Oklahoma Sooners top Texas A&M, 77-63, to advance to the Elite 8

Jordan Woodard leads elite collective performance as OU rolls to 14-point win

ANAHEIM, Calif. – Ryan Spangler embraced Buddy Hield near the free throw line, and as the buzzer sounded, he put his hands in the air and motioned to the crowd. It was only halftime, but Oklahoma was ahead by 19. It seemed almost certain that the Sooners were headed to their first Elite 8 since 2009.

When the final buzzer sounded on the 77-63 Oklahoma victory, the Sooners lined up to hug Jordan Woodard.

One day earlier, Woodard had said that he expected to be in the Elite 8. Hield was the first player to Woodard, who stood with the ball under his arm as the final seconds ticked off the clock. Hield said to Woodard, ‘Let’s go win some more.’
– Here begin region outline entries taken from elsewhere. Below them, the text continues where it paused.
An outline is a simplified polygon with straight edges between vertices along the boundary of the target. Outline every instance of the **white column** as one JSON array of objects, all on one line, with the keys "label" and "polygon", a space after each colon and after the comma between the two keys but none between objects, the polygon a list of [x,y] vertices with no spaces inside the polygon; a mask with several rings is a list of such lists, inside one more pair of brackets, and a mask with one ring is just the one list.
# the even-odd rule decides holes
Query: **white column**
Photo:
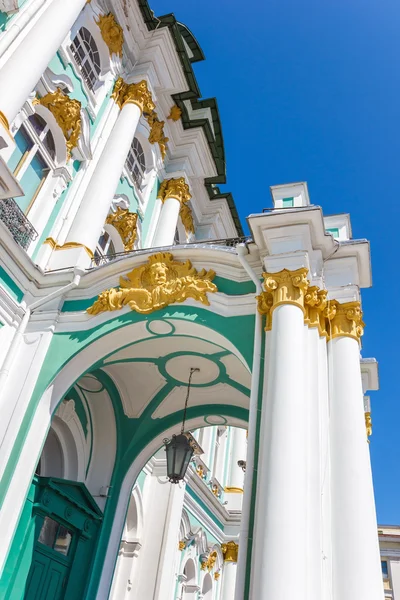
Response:
[{"label": "white column", "polygon": [[163,202],[152,246],[172,246],[178,224],[181,204],[190,200],[189,186],[184,177],[165,179],[159,189],[158,198]]},{"label": "white column", "polygon": [[53,0],[0,69],[0,117],[3,113],[9,124],[20,111],[85,4],[86,0]]},{"label": "white column", "polygon": [[[307,270],[265,276],[272,331],[263,398],[251,598],[308,600],[304,290]],[[268,298],[266,298],[268,300]],[[266,303],[267,304],[267,303]],[[288,546],[289,544],[289,546]],[[293,560],[284,577],[288,547]]]},{"label": "white column", "polygon": [[359,302],[337,304],[328,343],[334,600],[383,600],[364,419]]},{"label": "white column", "polygon": [[114,99],[121,112],[96,165],[82,203],[61,250],[54,252],[51,268],[71,264],[87,266],[96,249],[98,239],[114,198],[126,157],[135,136],[140,116],[151,111],[154,104],[145,81],[125,84],[117,81]]},{"label": "white column", "polygon": [[225,562],[222,570],[220,600],[233,600],[235,597],[236,563]]},{"label": "white column", "polygon": [[145,530],[132,600],[165,600],[175,582],[185,486],[169,483],[165,461],[163,467],[157,462],[157,471],[147,478],[143,493]]}]

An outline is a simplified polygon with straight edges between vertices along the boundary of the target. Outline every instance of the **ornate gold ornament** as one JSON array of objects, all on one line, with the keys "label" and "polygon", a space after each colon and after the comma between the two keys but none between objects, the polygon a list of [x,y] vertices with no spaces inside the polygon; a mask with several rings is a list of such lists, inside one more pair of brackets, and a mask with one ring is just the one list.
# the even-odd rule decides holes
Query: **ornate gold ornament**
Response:
[{"label": "ornate gold ornament", "polygon": [[147,82],[142,79],[139,83],[125,83],[119,77],[114,85],[111,98],[122,109],[125,104],[136,104],[142,113],[151,113],[155,109],[151,92],[147,88]]},{"label": "ornate gold ornament", "polygon": [[131,213],[127,208],[117,208],[115,213],[110,213],[106,223],[109,223],[118,231],[124,244],[124,249],[129,252],[133,250],[137,236],[138,214]]},{"label": "ornate gold ornament", "polygon": [[171,119],[171,121],[179,121],[181,116],[182,116],[182,109],[179,108],[179,106],[177,106],[176,104],[174,104],[174,106],[171,106],[171,110],[169,111],[168,119]]},{"label": "ornate gold ornament", "polygon": [[60,88],[57,88],[55,92],[49,92],[43,98],[36,98],[33,104],[44,106],[54,116],[64,134],[68,157],[71,156],[72,149],[78,145],[81,134],[81,103],[79,100],[72,100],[68,94],[64,94]]},{"label": "ornate gold ornament", "polygon": [[217,291],[212,283],[214,277],[212,270],[198,272],[190,260],[180,262],[170,252],[157,252],[149,256],[147,264],[136,267],[126,278],[120,277],[118,289],[102,292],[87,312],[97,315],[129,306],[131,310],[149,314],[187,298],[209,306],[207,292]]},{"label": "ornate gold ornament", "polygon": [[194,222],[193,222],[192,209],[190,208],[189,204],[187,204],[186,202],[181,203],[181,208],[179,210],[179,216],[180,216],[183,226],[185,228],[186,235],[190,235],[191,233],[194,233]]},{"label": "ornate gold ornament", "polygon": [[46,238],[43,244],[48,244],[53,250],[70,250],[71,248],[83,248],[90,258],[93,258],[93,252],[90,248],[85,246],[84,244],[79,244],[78,242],[66,242],[65,244],[57,244],[54,238]]},{"label": "ornate gold ornament", "polygon": [[[372,418],[371,418],[371,413],[370,412],[366,412],[364,413],[365,416],[365,429],[367,432],[367,438],[369,438],[372,435]],[[368,440],[369,442],[369,440]]]},{"label": "ornate gold ornament", "polygon": [[217,558],[218,554],[216,550],[210,552],[208,557],[205,558],[205,560],[203,560],[203,562],[201,563],[201,570],[205,571],[207,569],[208,571],[212,571],[217,561]]},{"label": "ornate gold ornament", "polygon": [[309,327],[318,327],[321,335],[326,334],[325,309],[328,305],[328,292],[313,285],[308,288],[304,296],[306,309],[305,323]]},{"label": "ornate gold ornament", "polygon": [[224,562],[237,562],[239,544],[230,541],[226,544],[221,544],[221,550],[224,556]]},{"label": "ornate gold ornament", "polygon": [[344,302],[340,304],[336,300],[330,302],[335,309],[331,320],[329,339],[336,337],[350,337],[357,342],[364,334],[365,323],[362,320],[362,310],[359,301]]},{"label": "ornate gold ornament", "polygon": [[118,54],[120,57],[122,57],[124,32],[121,25],[119,25],[115,20],[114,15],[112,13],[108,13],[108,15],[100,15],[99,20],[96,21],[96,23],[101,31],[101,37],[108,46],[110,56],[112,54]]},{"label": "ornate gold ornament", "polygon": [[165,121],[160,121],[156,111],[154,110],[148,115],[147,122],[150,125],[149,142],[150,144],[159,145],[161,156],[164,160],[167,154],[167,142],[169,141],[169,138],[164,135]]},{"label": "ornate gold ornament", "polygon": [[175,198],[181,205],[189,202],[191,197],[189,186],[184,177],[164,179],[157,194],[157,198],[162,202],[165,202],[168,198]]},{"label": "ornate gold ornament", "polygon": [[243,489],[226,486],[224,487],[224,492],[226,492],[227,494],[243,494]]}]

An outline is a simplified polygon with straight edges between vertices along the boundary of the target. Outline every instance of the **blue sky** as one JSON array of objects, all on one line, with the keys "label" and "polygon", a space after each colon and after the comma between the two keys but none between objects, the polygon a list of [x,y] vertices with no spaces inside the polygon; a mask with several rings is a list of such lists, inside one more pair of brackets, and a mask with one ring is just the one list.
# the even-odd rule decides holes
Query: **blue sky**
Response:
[{"label": "blue sky", "polygon": [[380,363],[371,393],[378,520],[400,524],[398,0],[150,0],[191,29],[216,96],[227,185],[245,221],[270,206],[269,186],[307,181],[325,214],[349,212],[371,241],[363,291],[363,356]]}]

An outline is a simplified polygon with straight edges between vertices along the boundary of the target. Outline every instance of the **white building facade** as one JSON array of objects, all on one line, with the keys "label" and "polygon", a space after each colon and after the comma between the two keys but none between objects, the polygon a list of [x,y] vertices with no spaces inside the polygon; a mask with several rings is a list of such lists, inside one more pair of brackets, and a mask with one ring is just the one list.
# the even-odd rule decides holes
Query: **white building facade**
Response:
[{"label": "white building facade", "polygon": [[384,598],[369,243],[304,182],[243,237],[203,58],[146,0],[0,0],[0,597]]}]

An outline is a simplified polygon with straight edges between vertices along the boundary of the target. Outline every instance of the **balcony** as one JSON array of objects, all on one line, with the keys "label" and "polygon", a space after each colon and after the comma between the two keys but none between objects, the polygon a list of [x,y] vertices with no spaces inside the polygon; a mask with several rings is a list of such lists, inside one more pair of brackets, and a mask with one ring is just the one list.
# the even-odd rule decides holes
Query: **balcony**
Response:
[{"label": "balcony", "polygon": [[29,244],[38,236],[36,229],[13,198],[0,199],[0,220],[24,250],[27,250]]}]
As Texas A&M keyed on Hield and tried to take him out of the game, the Aggies forgot about the rest of the Sooners. Most specifically, they forgot about Woodard. Like he had in high school before, Woodard rose to the occasion. The rest of the team played behind him and played some of its best basketball of the season.
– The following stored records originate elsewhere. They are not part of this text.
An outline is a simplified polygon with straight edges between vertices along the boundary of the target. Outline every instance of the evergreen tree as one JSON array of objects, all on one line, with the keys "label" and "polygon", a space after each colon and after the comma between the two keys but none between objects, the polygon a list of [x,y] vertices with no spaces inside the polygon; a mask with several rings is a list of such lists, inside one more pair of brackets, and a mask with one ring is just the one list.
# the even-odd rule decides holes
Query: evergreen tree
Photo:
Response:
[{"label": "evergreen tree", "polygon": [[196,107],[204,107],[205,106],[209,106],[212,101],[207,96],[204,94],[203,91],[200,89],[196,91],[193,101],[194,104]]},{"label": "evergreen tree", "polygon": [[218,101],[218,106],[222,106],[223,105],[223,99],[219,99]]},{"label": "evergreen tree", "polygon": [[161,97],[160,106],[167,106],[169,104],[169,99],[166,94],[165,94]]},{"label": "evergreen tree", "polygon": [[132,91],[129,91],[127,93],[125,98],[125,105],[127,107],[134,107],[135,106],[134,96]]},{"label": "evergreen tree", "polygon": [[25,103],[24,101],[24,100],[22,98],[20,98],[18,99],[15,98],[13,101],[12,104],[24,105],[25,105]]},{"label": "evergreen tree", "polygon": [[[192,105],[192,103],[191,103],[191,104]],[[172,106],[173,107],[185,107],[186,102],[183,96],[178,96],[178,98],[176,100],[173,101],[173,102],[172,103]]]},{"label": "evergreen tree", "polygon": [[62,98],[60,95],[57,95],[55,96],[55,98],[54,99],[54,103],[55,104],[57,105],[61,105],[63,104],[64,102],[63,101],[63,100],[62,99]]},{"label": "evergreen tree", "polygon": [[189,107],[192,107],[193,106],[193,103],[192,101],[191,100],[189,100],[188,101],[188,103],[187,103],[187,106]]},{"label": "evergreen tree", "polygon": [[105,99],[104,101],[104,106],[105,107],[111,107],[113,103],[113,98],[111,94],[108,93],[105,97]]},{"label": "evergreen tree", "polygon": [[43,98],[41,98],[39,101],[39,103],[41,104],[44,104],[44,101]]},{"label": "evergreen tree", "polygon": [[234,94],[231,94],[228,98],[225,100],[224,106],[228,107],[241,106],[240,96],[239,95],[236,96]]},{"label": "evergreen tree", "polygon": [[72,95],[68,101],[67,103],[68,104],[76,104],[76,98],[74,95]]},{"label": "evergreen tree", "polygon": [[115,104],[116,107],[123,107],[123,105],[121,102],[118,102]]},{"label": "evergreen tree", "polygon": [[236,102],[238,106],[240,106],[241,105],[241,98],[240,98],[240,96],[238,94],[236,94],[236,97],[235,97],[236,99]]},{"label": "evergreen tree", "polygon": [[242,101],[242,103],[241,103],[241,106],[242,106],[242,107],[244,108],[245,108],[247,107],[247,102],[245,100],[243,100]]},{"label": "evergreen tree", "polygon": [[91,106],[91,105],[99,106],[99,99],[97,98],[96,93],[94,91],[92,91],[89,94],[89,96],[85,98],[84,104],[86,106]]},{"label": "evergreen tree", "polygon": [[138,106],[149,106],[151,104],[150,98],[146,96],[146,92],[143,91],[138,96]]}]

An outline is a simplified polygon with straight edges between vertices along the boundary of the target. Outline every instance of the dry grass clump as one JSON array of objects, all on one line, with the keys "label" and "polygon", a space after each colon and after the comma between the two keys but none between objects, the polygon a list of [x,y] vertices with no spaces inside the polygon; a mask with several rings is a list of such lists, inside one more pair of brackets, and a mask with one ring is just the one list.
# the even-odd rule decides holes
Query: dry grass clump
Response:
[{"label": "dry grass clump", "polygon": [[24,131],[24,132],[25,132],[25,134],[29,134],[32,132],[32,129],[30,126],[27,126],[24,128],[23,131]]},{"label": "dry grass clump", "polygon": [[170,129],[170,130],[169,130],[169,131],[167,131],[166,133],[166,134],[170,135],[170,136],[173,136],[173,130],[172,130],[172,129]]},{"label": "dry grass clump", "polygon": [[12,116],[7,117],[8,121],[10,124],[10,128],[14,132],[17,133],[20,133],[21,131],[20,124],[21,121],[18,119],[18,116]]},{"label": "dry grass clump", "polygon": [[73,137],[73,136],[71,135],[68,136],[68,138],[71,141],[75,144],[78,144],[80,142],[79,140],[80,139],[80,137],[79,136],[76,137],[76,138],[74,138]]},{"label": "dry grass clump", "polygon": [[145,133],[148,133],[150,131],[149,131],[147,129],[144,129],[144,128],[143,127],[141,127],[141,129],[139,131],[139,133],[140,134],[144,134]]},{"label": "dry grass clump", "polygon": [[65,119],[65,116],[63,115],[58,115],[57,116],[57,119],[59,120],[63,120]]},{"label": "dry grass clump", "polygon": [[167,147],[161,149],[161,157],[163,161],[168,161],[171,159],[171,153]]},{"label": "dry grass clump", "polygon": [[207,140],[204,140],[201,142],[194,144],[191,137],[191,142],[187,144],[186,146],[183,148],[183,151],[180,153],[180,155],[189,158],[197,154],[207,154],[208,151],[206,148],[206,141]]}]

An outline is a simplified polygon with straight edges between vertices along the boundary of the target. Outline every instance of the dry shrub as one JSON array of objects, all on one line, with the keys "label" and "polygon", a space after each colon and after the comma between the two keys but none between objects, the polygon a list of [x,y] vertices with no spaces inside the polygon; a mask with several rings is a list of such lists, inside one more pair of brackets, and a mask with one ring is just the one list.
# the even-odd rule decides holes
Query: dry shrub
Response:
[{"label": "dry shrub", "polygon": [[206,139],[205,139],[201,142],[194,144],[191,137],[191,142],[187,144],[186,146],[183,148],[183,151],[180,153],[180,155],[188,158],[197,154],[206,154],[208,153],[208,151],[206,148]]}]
“When it’s win-or-go-home situations, it’s important to play your best basketball,” Woodard said. “The coaches really helped me a lot to get focused. We’ve got great team confidence right now.”

As the shot clock wound down near the end of the first half, a loose ball bounced toward Woodard, who took a couple steps in from the 3-point line and floated a jumper of the glass that banked in through the basket. He knew at then that it was going to be that type of night for Oklahoma (28-7), which was making back-to-back Sweet 16 appearances for the first time in seven years.

The Sooners will play No. 1-seeded Oregon in the West regional final at 5:09 p.m. CST Saturday at the Honda Center.

In the second half, Spangler grabbed a full-court pass as he was flying out of bounds and two-handed it to Woodard in stride who was coming up on the right wing. Stepping into the shot almost perfectly Woodard knocked down another 3-pointer.

Woodard finished 5-for-6 from behind the arc and 8-for-11 from the field for a team-leading 22 points.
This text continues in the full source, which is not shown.